Fondly called ‘Money May,’ ‘The Truth,’ and ‘Kim K’ by some, the 3 entertainers promoted the Ethereum Max (EMAX) token via two different methods.
How They Promoted Ethereum Max
Paul and Kim made Instagram posts. Kim’s was a simple shill that literally said it was not financial advice. Her IG story claimed 400 Trillion EMAX tokens were being burned, according to her friends, and nothing more.
Floyd Mayweather wore an Ethereum Max t-shirt to the weigh in broadcast for the fight against Logan Paul; an event that made headlines on blogs and social media. It’s not even believed he spoke of the brand name nor shared it on his social media.

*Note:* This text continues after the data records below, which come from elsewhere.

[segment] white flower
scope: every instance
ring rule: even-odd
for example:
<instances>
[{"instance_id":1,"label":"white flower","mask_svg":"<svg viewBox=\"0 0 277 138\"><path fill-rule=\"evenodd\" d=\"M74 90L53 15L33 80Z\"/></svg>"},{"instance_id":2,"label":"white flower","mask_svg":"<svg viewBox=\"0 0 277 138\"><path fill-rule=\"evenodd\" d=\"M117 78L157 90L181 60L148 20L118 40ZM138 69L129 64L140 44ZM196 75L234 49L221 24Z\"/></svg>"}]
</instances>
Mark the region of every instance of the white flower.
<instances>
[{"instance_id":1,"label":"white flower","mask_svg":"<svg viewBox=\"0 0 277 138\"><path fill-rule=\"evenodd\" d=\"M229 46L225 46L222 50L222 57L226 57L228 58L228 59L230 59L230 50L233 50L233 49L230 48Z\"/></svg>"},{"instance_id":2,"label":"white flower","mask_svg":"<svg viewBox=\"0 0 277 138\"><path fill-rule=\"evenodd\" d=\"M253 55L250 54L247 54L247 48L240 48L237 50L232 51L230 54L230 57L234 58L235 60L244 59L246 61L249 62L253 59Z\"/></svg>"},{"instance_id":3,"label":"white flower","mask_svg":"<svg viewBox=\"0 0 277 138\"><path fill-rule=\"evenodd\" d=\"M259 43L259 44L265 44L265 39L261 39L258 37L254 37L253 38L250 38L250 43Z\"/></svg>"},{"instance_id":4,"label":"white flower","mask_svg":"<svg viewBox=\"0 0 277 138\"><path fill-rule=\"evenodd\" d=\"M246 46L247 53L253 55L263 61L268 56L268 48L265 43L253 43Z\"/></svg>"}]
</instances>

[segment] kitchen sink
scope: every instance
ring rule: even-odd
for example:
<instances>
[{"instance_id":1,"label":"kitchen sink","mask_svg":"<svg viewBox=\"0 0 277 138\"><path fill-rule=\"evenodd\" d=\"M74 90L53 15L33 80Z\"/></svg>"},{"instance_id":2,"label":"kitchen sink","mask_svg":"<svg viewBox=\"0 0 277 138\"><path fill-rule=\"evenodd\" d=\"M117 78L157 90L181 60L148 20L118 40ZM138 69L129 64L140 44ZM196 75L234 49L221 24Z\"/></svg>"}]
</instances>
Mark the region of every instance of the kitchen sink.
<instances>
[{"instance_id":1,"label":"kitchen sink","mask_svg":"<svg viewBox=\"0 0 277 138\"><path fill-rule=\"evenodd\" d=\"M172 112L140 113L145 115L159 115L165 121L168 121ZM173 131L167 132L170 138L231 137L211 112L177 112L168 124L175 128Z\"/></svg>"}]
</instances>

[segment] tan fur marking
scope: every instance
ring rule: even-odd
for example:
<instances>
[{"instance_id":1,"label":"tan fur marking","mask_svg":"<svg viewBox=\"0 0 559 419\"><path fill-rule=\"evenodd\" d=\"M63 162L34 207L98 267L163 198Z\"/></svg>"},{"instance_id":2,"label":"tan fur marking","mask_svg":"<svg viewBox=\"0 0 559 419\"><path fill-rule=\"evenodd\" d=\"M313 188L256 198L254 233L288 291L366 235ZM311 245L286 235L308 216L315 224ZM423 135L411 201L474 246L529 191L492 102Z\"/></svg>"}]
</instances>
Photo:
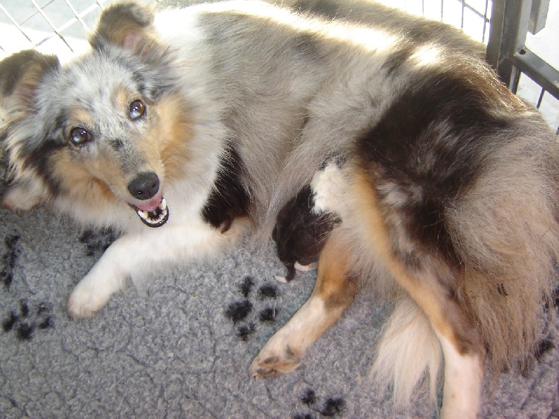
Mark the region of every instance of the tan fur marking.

Nonetheless, people took gambles on the token simply for its facade of power and popularity. Most behind the EMAX lawsuit are believed to have even ignored early red flags on the brand, which included elusiveness of the token owner.
Judge Ordered Investors Take Self-Accountability
Once the EMAX rug pull occurred and those red flags were proven to be true, ‘gamblers’ turned furious. Lawyers were hired and people attempted to force a refund of their money from Kardashian and Mayweather. This, instead of taking full self-accountability for lack of research on what they were investing hundreds to thousands of dollars in.
The ‘investors’ claim Kim, Paul, and Floyd conspired to purposely inflate the EMAX token value. However, this was clearly untrue as they had nothing further to gain from the cryptocurrency brand after payment for promotion.
Luckily for the American icons, California Judge Michael Fitzgerald sided with them in terms of who’s responsible for the loss of the investors. The “EMax lawsuit,” as is, was found faulty.
“[The Law] also expects investors to act reasonably before basing their bets on the zeitgeist of the moment,” wrote Fitzgerald on inventors’ need for self-accountability.
The judge was not empathetic however. He added that celebs’ ability to influence millions of people to purchase ‘snake oil’ with such ease, is worrisome.
Who’s Listed in EMAX Lawsuit?
The class-action lawsuit was against the Ethereum Max co-founders, Steve Gentile and Giovanni Perone. Also Justin French, a consultant and developer of EMax, was sued in the case. And last, the celebrities.
The class action lawsuit can be resubmitted however according to Fitzgerald if claims were modified.
The exact amounts all 3 of the celebs were paid for promoting Ethereum Max is unknown. Kim Kardashian has been cited as paid US$250,000, but she’s already lost that money to the SEC. She was charged $1.26-millon for promoting the cryptocurrency brand.
This is one of many latest stories involving celebrities and cryptos. Klay Thompson and Andre Igoudala lost money on Bitcoin. Tom Brady, Steph Curry, and the Warriors are being sued by FTX investors. Michael Jordan’s NFT project, co-founded by his son, crashed in value. And Taylor Smith was a ‘rainbow’ after the storm; one celebrity who dodged Sam Bankman-Fried’s scams, as her US$100M deal fell apart before she could sign.